Oman posted a budget surplus of more than 1.2 billion rials ($3.11 billion) in the first 10 months of 2022, compared with a deficit of about 1 billion rials in the same period a year ago, driven by higher oil revenue.
The Gulf country's total public revenue from January to October surged more than 42 per cent to about 11.86 billion rials, up from 8.33 billion rials a year earlier, according to preliminary data from the Ministry of Finance.
Total public spending during the same period increased by 14 per cent to 10.65 billion rials ($27.66 billion).
The sultanate surpassed last year's total of 8.4 billion rials when public spending hit 9.4 billion rials at the end of September, after coming close to matching it in August.
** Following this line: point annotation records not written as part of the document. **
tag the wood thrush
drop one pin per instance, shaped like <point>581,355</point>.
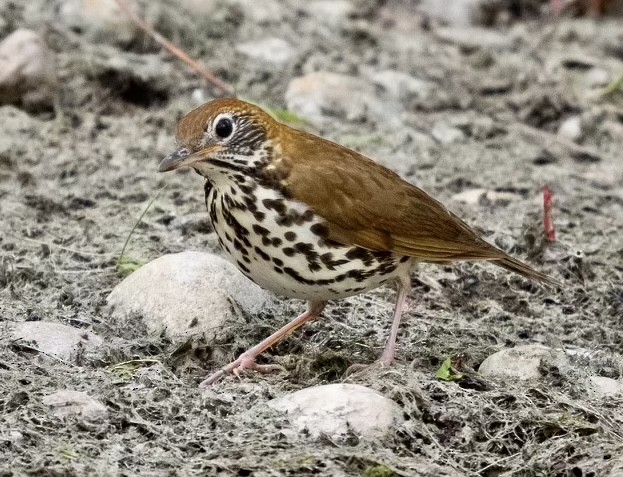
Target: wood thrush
<point>310,219</point>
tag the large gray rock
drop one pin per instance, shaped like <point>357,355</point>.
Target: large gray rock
<point>601,386</point>
<point>274,51</point>
<point>75,403</point>
<point>336,409</point>
<point>522,362</point>
<point>99,20</point>
<point>27,70</point>
<point>188,294</point>
<point>320,94</point>
<point>54,339</point>
<point>475,38</point>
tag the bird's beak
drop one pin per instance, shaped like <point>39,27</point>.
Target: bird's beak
<point>183,158</point>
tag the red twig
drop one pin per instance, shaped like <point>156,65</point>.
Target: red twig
<point>548,221</point>
<point>147,28</point>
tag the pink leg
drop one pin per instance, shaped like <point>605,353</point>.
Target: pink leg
<point>247,359</point>
<point>390,347</point>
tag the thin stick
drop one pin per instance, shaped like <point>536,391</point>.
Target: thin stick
<point>174,50</point>
<point>127,240</point>
<point>548,221</point>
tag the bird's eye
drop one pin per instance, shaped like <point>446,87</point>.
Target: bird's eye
<point>224,127</point>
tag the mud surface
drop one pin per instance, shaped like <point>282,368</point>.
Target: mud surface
<point>74,181</point>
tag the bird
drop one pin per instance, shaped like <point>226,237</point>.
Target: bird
<point>307,218</point>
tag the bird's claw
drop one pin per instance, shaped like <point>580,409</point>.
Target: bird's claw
<point>239,366</point>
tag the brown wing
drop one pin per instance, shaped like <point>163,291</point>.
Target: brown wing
<point>368,205</point>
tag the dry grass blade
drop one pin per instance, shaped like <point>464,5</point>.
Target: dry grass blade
<point>174,50</point>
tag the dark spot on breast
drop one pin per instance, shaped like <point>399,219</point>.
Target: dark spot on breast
<point>329,262</point>
<point>358,253</point>
<point>304,248</point>
<point>360,275</point>
<point>314,266</point>
<point>320,229</point>
<point>258,229</point>
<point>297,276</point>
<point>284,220</point>
<point>247,189</point>
<point>262,254</point>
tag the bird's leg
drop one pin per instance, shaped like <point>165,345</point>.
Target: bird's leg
<point>247,359</point>
<point>390,347</point>
<point>386,359</point>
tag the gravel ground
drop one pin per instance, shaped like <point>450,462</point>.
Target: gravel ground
<point>482,120</point>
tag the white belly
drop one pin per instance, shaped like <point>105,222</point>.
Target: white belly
<point>287,258</point>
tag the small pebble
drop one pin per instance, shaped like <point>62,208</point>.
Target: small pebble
<point>27,71</point>
<point>336,409</point>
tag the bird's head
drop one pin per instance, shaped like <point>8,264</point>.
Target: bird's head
<point>219,133</point>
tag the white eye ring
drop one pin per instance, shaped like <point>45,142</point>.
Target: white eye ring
<point>223,127</point>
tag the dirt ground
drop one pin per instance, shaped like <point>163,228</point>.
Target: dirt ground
<point>74,181</point>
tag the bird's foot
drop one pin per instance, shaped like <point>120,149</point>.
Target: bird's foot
<point>245,361</point>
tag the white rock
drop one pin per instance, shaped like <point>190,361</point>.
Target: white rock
<point>571,128</point>
<point>521,362</point>
<point>599,386</point>
<point>333,12</point>
<point>446,134</point>
<point>475,38</point>
<point>321,93</point>
<point>470,196</point>
<point>401,85</point>
<point>597,78</point>
<point>617,467</point>
<point>75,403</point>
<point>275,51</point>
<point>99,20</point>
<point>27,70</point>
<point>455,13</point>
<point>266,11</point>
<point>186,294</point>
<point>477,195</point>
<point>336,409</point>
<point>54,339</point>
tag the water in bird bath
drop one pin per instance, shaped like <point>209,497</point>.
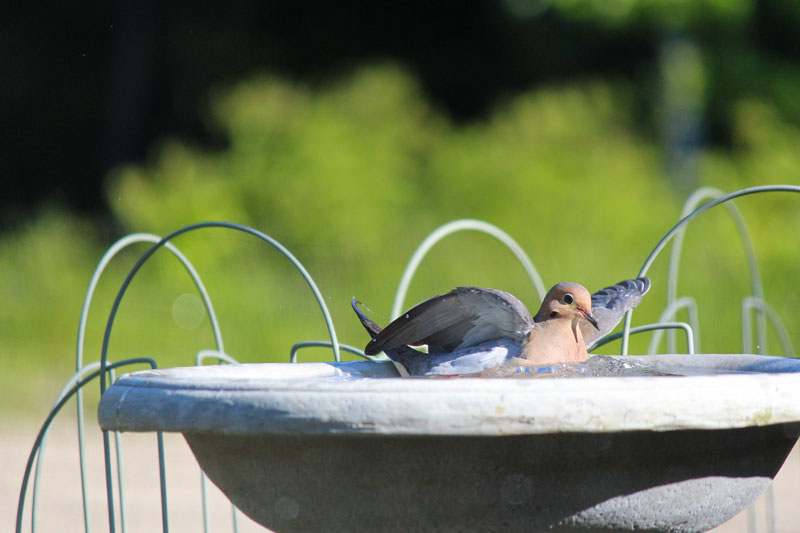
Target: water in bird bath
<point>595,366</point>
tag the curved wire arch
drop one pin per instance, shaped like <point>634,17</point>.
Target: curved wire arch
<point>64,397</point>
<point>112,251</point>
<point>671,233</point>
<point>129,278</point>
<point>463,224</point>
<point>710,193</point>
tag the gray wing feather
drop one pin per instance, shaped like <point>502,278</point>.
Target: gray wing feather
<point>466,316</point>
<point>610,304</point>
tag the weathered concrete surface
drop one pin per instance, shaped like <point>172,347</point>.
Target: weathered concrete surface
<point>313,446</point>
<point>676,481</point>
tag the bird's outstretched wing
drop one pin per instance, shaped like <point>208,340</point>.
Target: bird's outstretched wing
<point>464,317</point>
<point>610,304</point>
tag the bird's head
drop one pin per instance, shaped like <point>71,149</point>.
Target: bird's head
<point>567,300</point>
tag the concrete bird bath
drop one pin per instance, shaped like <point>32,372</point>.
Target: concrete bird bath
<point>348,447</point>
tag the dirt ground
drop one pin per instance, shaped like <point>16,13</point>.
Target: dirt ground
<point>60,508</point>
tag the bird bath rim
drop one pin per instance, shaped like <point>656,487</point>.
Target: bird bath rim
<point>361,398</point>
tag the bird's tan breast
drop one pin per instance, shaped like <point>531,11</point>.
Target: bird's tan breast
<point>555,341</point>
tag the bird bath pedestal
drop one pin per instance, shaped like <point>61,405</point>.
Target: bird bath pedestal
<point>347,447</point>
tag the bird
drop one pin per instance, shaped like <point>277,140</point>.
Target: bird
<point>473,329</point>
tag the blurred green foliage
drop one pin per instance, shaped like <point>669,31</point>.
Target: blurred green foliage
<point>351,178</point>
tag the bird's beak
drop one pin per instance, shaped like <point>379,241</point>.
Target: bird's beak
<point>588,316</point>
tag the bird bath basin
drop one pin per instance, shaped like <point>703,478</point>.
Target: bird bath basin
<point>348,447</point>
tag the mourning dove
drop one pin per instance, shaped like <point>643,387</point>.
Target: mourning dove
<point>472,329</point>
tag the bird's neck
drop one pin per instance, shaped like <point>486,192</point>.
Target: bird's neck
<point>558,340</point>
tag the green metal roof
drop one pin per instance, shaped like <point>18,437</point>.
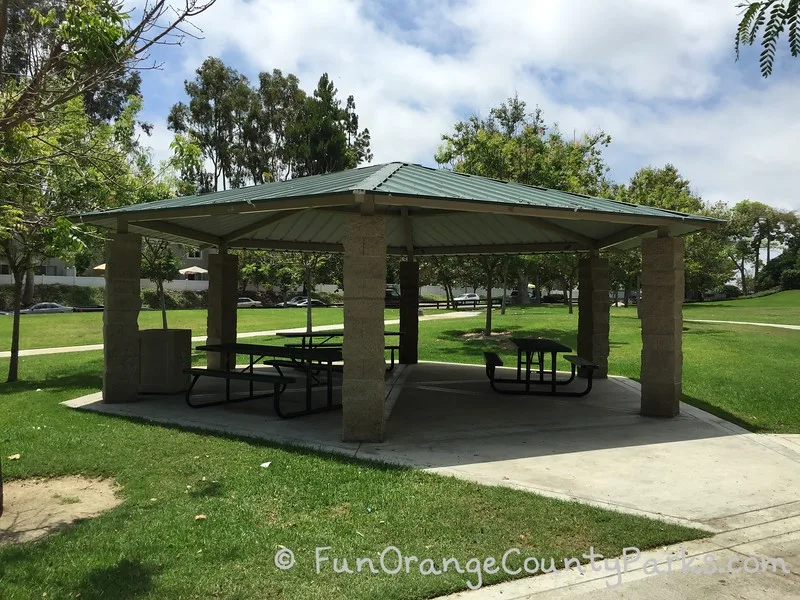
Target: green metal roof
<point>404,179</point>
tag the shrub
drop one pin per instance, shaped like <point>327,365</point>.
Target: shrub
<point>790,279</point>
<point>731,291</point>
<point>175,299</point>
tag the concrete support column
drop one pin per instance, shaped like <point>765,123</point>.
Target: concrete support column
<point>409,312</point>
<point>594,305</point>
<point>223,273</point>
<point>120,318</point>
<point>363,389</point>
<point>662,325</point>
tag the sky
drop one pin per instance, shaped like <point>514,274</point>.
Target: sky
<point>660,77</point>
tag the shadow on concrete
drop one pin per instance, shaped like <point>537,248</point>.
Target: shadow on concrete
<point>124,580</point>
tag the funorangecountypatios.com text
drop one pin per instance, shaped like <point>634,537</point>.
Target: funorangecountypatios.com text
<point>392,561</point>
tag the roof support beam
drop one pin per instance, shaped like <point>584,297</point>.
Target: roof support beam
<point>283,245</point>
<point>255,226</point>
<point>493,249</point>
<point>178,230</point>
<point>408,231</point>
<point>535,211</point>
<point>624,235</point>
<point>560,230</point>
<point>226,208</point>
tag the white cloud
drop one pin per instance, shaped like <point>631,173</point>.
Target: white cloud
<point>659,77</point>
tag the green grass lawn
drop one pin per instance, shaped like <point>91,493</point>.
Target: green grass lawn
<point>77,329</point>
<point>745,374</point>
<point>151,546</point>
<point>783,308</point>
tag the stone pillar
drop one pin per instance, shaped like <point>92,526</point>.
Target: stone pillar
<point>363,389</point>
<point>223,273</point>
<point>662,325</point>
<point>409,312</point>
<point>593,312</point>
<point>120,318</point>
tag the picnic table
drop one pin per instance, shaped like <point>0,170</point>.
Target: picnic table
<point>536,348</point>
<point>309,360</point>
<point>325,338</point>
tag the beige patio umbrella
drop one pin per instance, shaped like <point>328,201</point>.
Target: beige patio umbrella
<point>193,271</point>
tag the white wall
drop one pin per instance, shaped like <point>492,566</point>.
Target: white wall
<point>178,284</point>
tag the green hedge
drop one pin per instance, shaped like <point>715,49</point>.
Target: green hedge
<point>790,279</point>
<point>76,295</point>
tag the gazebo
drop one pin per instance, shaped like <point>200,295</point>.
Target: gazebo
<point>408,210</point>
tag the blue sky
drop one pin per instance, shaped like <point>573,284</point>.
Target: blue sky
<point>660,78</point>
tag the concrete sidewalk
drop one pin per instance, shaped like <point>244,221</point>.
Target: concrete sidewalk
<point>249,334</point>
<point>775,325</point>
<point>699,569</point>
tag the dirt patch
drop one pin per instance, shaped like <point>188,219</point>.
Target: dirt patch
<point>502,338</point>
<point>35,507</point>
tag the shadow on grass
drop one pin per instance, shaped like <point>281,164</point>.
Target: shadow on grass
<point>65,382</point>
<point>123,580</point>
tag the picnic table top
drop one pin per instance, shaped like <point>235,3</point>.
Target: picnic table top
<point>323,333</point>
<point>324,354</point>
<point>540,345</point>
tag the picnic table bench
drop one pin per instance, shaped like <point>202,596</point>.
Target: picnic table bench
<point>538,347</point>
<point>307,340</point>
<point>308,360</point>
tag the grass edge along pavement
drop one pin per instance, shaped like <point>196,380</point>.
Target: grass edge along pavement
<point>151,546</point>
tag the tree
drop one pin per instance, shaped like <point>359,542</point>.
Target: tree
<point>219,99</point>
<point>707,262</point>
<point>516,146</point>
<point>102,169</point>
<point>440,270</point>
<point>325,138</point>
<point>159,265</point>
<point>52,52</point>
<point>512,144</point>
<point>492,267</point>
<point>770,18</point>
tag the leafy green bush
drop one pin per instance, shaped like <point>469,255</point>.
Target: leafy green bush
<point>553,299</point>
<point>175,299</point>
<point>85,296</point>
<point>790,279</point>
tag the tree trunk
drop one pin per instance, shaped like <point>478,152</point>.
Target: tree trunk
<point>522,289</point>
<point>160,289</point>
<point>769,245</point>
<point>569,299</point>
<point>30,282</point>
<point>13,363</point>
<point>488,330</point>
<point>308,308</point>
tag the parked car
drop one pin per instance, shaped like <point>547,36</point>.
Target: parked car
<point>392,297</point>
<point>248,303</point>
<point>467,299</point>
<point>292,302</point>
<point>46,307</point>
<point>314,302</point>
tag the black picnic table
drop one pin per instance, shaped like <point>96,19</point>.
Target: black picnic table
<point>539,347</point>
<point>309,360</point>
<point>325,336</point>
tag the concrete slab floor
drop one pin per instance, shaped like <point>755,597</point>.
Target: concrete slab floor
<point>696,469</point>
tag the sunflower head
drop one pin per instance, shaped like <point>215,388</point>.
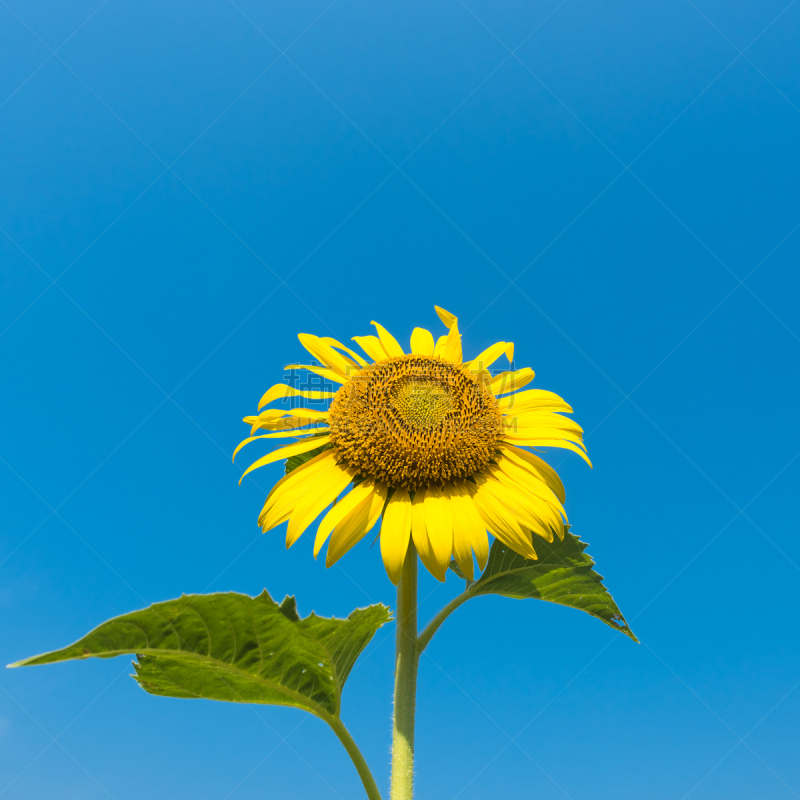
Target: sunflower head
<point>432,446</point>
<point>414,421</point>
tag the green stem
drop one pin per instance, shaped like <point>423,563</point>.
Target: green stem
<point>346,739</point>
<point>434,624</point>
<point>405,681</point>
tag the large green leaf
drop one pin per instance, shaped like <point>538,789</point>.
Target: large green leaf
<point>233,647</point>
<point>562,574</point>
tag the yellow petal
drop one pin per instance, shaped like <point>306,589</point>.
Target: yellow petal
<point>485,359</point>
<point>346,506</point>
<point>354,528</point>
<point>284,494</point>
<point>422,342</point>
<point>285,452</point>
<point>372,346</point>
<point>538,441</point>
<point>282,435</point>
<point>533,504</point>
<point>279,420</point>
<point>439,525</point>
<point>472,520</point>
<point>532,462</point>
<point>446,317</point>
<point>419,533</point>
<point>452,347</point>
<point>325,354</point>
<point>390,344</point>
<point>517,506</point>
<point>440,345</point>
<point>529,480</point>
<point>338,346</point>
<point>330,374</point>
<point>327,487</point>
<point>507,382</point>
<point>540,420</point>
<point>462,530</point>
<point>499,522</point>
<point>282,391</point>
<point>396,533</point>
<point>534,398</point>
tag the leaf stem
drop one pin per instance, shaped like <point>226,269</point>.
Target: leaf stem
<point>433,625</point>
<point>405,681</point>
<point>370,787</point>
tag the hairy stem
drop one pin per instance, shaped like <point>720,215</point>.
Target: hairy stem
<point>405,681</point>
<point>356,757</point>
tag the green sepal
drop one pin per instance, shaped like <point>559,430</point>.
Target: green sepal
<point>293,462</point>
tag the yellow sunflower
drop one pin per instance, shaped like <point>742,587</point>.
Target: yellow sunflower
<point>430,443</point>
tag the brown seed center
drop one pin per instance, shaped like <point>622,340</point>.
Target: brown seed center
<point>414,421</point>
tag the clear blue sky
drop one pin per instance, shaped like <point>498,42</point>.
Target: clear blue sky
<point>611,185</point>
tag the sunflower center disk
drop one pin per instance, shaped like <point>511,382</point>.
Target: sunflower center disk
<point>414,421</point>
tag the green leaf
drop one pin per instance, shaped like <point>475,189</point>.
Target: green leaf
<point>562,574</point>
<point>236,648</point>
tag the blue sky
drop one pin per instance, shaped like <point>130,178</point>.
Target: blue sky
<point>610,185</point>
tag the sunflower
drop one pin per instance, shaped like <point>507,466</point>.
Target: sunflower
<point>432,445</point>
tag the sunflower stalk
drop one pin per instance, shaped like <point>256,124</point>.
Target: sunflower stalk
<point>405,681</point>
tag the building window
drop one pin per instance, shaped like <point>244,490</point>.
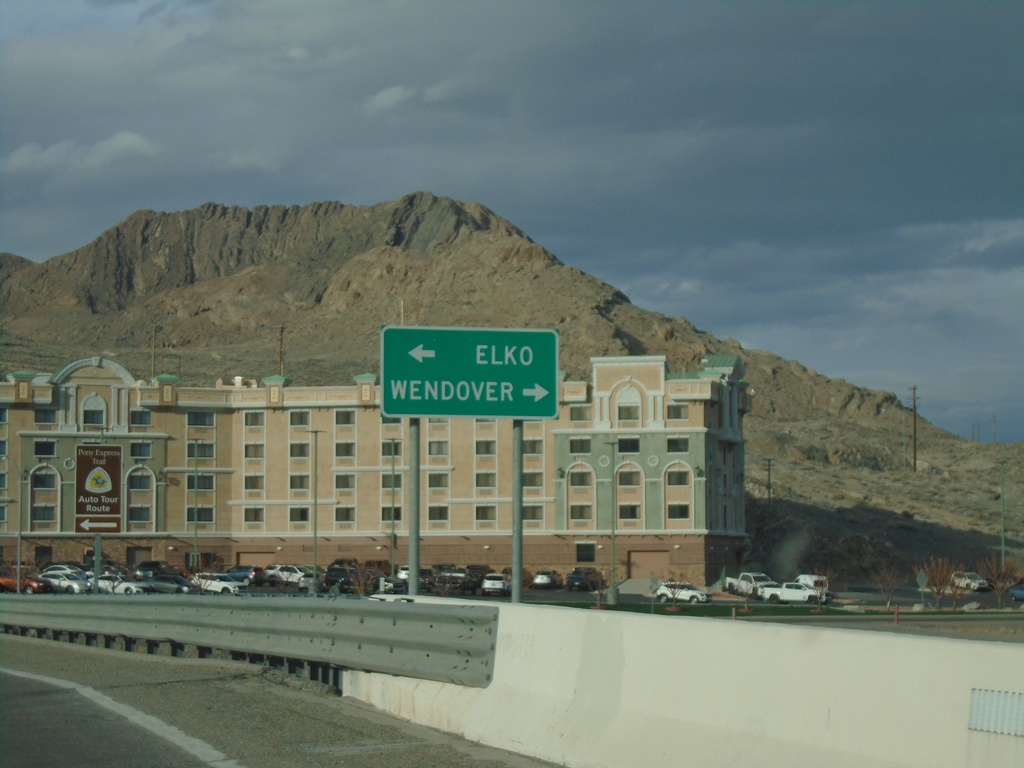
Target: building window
<point>629,512</point>
<point>344,515</point>
<point>200,419</point>
<point>532,479</point>
<point>629,444</point>
<point>581,512</point>
<point>138,514</point>
<point>679,411</point>
<point>252,514</point>
<point>93,417</point>
<point>580,445</point>
<point>202,514</point>
<point>629,413</point>
<point>200,450</point>
<point>46,416</point>
<point>629,478</point>
<point>140,451</point>
<point>677,477</point>
<point>140,419</point>
<point>580,413</point>
<point>679,511</point>
<point>44,480</point>
<point>44,513</point>
<point>139,481</point>
<point>679,444</point>
<point>581,478</point>
<point>46,449</point>
<point>202,481</point>
<point>586,552</point>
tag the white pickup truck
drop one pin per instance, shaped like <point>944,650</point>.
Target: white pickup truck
<point>793,592</point>
<point>749,585</point>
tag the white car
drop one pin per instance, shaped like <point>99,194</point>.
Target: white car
<point>218,584</point>
<point>495,584</point>
<point>69,583</point>
<point>970,581</point>
<point>680,592</point>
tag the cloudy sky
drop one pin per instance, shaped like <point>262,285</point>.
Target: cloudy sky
<point>839,182</point>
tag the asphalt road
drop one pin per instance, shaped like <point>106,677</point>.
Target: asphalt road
<point>73,706</point>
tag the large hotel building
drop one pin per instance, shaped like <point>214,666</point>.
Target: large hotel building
<point>641,462</point>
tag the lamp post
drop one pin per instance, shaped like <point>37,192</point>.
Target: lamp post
<point>315,434</point>
<point>392,440</point>
<point>612,591</point>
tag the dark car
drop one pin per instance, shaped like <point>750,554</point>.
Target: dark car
<point>248,574</point>
<point>343,579</point>
<point>584,579</point>
<point>171,583</point>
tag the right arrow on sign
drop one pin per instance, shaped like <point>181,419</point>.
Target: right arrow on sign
<point>419,352</point>
<point>537,392</point>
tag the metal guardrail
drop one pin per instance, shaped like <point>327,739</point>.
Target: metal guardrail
<point>452,644</point>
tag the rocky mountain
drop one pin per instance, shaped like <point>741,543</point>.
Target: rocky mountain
<point>223,290</point>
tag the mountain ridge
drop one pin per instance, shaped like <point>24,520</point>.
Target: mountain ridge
<point>218,286</point>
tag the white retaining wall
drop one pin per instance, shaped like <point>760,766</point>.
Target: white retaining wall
<point>595,688</point>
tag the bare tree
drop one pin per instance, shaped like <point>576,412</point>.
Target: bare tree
<point>888,578</point>
<point>1000,577</point>
<point>939,571</point>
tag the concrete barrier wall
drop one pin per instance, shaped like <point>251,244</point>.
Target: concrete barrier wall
<point>596,688</point>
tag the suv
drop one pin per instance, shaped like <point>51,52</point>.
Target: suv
<point>584,579</point>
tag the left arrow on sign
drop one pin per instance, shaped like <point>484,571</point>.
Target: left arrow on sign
<point>419,353</point>
<point>89,524</point>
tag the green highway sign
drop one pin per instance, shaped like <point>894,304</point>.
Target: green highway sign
<point>472,372</point>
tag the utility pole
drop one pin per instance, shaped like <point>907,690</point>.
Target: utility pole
<point>913,431</point>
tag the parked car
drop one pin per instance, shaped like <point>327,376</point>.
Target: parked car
<point>31,584</point>
<point>148,568</point>
<point>584,579</point>
<point>547,580</point>
<point>69,583</point>
<point>278,576</point>
<point>682,592</point>
<point>248,574</point>
<point>171,583</point>
<point>495,584</point>
<point>970,581</point>
<point>218,584</point>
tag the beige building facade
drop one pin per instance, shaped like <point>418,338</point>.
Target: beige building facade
<point>641,462</point>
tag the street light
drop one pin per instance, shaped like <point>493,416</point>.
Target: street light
<point>392,440</point>
<point>315,434</point>
<point>612,591</point>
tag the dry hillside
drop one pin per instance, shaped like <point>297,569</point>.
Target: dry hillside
<point>216,285</point>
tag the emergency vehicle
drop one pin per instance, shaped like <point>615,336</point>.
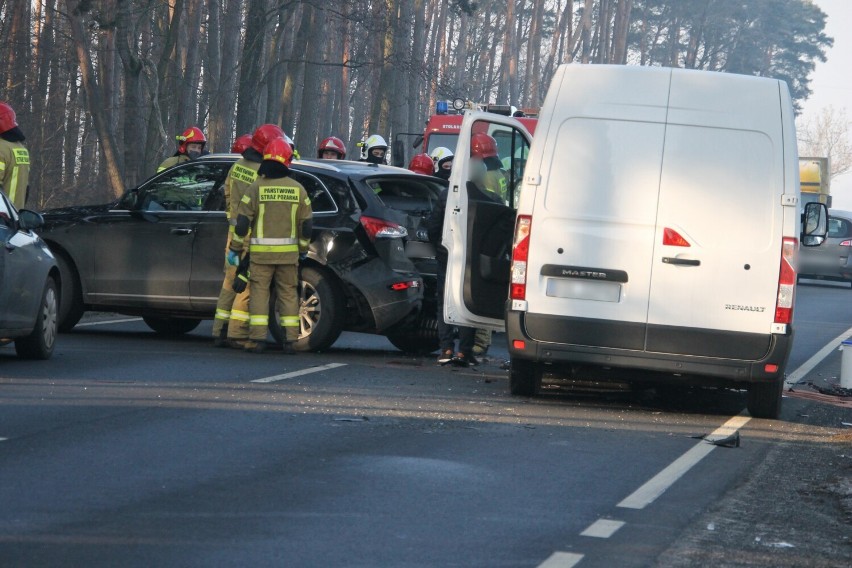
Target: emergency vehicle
<point>442,128</point>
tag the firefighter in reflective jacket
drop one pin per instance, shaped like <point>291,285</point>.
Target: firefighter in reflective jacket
<point>231,323</point>
<point>487,169</point>
<point>14,158</point>
<point>277,211</point>
<point>190,146</point>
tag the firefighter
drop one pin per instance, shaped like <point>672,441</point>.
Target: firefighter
<point>486,168</point>
<point>14,158</point>
<point>190,146</point>
<point>277,211</point>
<point>231,323</point>
<point>375,150</point>
<point>292,147</point>
<point>443,160</point>
<point>422,164</point>
<point>241,144</point>
<point>332,148</point>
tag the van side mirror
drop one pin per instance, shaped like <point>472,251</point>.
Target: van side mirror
<point>29,220</point>
<point>814,224</point>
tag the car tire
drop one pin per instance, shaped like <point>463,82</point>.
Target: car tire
<point>321,311</point>
<point>418,338</point>
<point>39,344</point>
<point>171,326</point>
<point>764,399</point>
<point>71,304</point>
<point>524,377</point>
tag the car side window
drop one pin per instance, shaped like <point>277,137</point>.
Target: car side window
<point>184,188</point>
<point>321,200</point>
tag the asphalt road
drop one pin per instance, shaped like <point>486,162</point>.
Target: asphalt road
<point>127,449</point>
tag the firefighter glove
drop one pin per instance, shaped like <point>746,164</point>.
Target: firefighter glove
<point>233,258</point>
Development expenditure rose 10 per cent annually to 765 million rials, which represents 70 per cent of the 1.1 billion rials allocated for total developmental spending.
Oman is poised to post its first yearly fiscal surplus in a decade this year, a Fitch Solutions report released in August showed.
The sultanate's 12-month fiscal surplus is expected to amount to 6.5 per cent of its total gross domestic product while revenue is expected to rise further in the second half of the year because of high energy prices, it said.
In November, S&P Global Ratings upgraded Oman’s credit ratings from “BB-” to “BB” with a stable outlook, with the agency indicating that the “significant improvement” in Oman’s fiscal performance and balance of payments positions was driven by continuing fiscal consolidations and higher oil prices.
Hydrocarbon revenue at the end of October by increased more than half to 9.24 billion riyals, compared with 6.14 billion riyals in the same period in 2021.
“Such increase is supported by higher average oil price of $95 per barrel, as well as an increase in oil crude production to 1.056 million barrels per day,” the ministry said.
Net oil revenue in the first 10 months of 2022 jumped about 40 per cent to 6.19 billion rials while gas revenue surged about 80 per cent to 3.05 billion rials.
Brent, the benchmark for two thirds of the world's oil, is expected to average $92 a barrel in 2023, according to the latest estimates from the US Energy Information Administration. That is now $3 less than its previous forecast last month.
The International Monetary Fund predicts that Oman’s real GDP will grow to 4.4 per cent and 4.1 per cent in 2022 and 2023, respectively, from 3 per cent in 2021.